À la fois distante et profondément engagée, Ekaterina Perfilieva, artiste multidisciplinaire, interroge une contemporanéité traversée par le vide, la solitude, l’aliénation sociale et la perte d’intimité.
Si l’on devait résumer l’univers d’Ekaterina Perfilieva, on dirait qu’il relève d’une recherche autour de l’étrangeté du réel. Depuis l’adolescence, l’artiste observe les relations humaines, les émotions et surtout la manière dont les individus habitent les espaces – qu’ils soient urbains ou naturels. Comment les présences humaines s’y inscrivent-elles et les modifient-elles ?
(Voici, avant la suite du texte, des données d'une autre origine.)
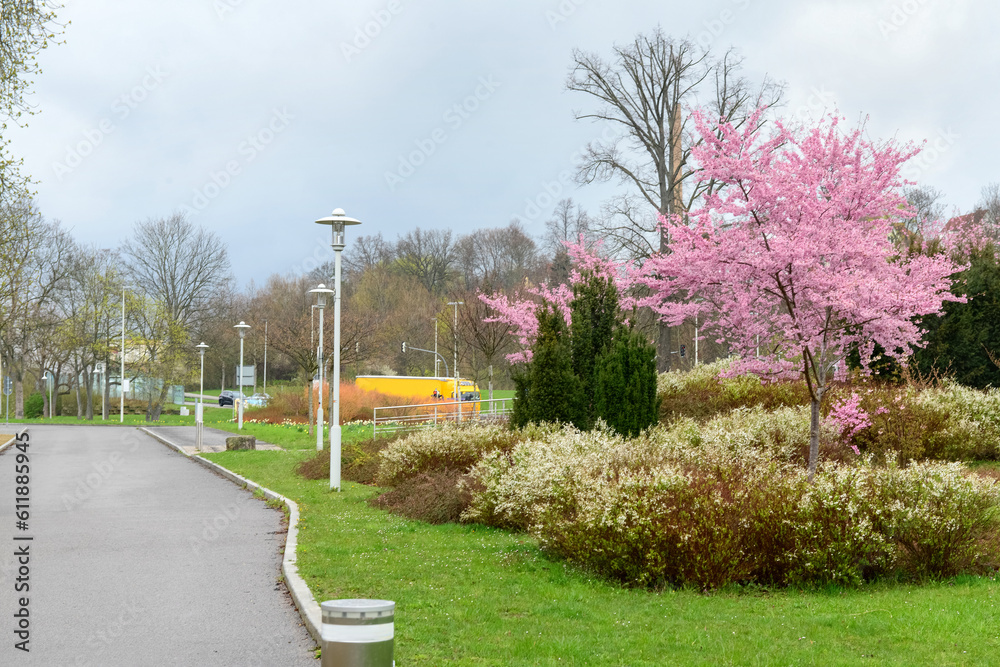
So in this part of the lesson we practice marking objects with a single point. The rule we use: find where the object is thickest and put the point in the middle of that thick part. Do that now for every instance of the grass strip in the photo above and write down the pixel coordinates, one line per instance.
(470, 595)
Ekaterina Perfilieva photographie en marchant, sans musique, attentive aux détails et aux récits qu’elle peut entendre. Elle revendique un lien actif avec son environnement, qu’elle considère comme co-auteur de ses images. Elle ne travaille pas seule, bien au contraire : certains de ses sujets deviennent des guides, comme son amie Olga, au cœur de Nocturnal Animals, consacrée à la part d’ombre féminine et aux émotions socialement refoulées. « Chaque femme porte en elle à la fois la sorcière et l’ermite », affirme-t-elle. Dans cette série, des figures énigmatiques, parfois floues, se tortillent autour d’arbres dans la nuit, comme des araignées ou des spectres.
Face à la modernité
Avec Façade, elle explore la ville-musée de Taroussa, ancien lieu d’exil d’intellectuels soviétiques aujourd’hui instrumentalisé à des fins nationalistes. Elle y cherche ce qui résiste à l’image officielle et idéologique, soit des signes du quotidien et de la vie réelle. « Je voulais trouver où subsiste encore quelque chose de vrai et de sincère, créé par les citoyen·nes elleux-mêmes, et observer comment cela s’entremêle avec les couches historiques et propagandistes », explique-t-elle. Dans La Lumière vive de la déception, la photographe se frotte davantage à la mise en scène quasi abstraite de la fragmentation et du détachement entraînés par l’époque du « capitalisme émotionnel », d’après l’expression de la sociologue Eva Illouz. Elle sonde une intimité mécanisée par les applications de rencontres, la pornographie en ligne ou les produits sexuels, qui offrent une illusion de sécurité affective alors même qu’ils sont à l’origine d’un appauvrissement des liens humains. Ni froide, ni sentimentale, ce qu’elle vise en toute chose, c’est d’abord « l’émotionnel, le sale, le cru et le sincère », selon ses mots. Toujours avec une grande lucidité.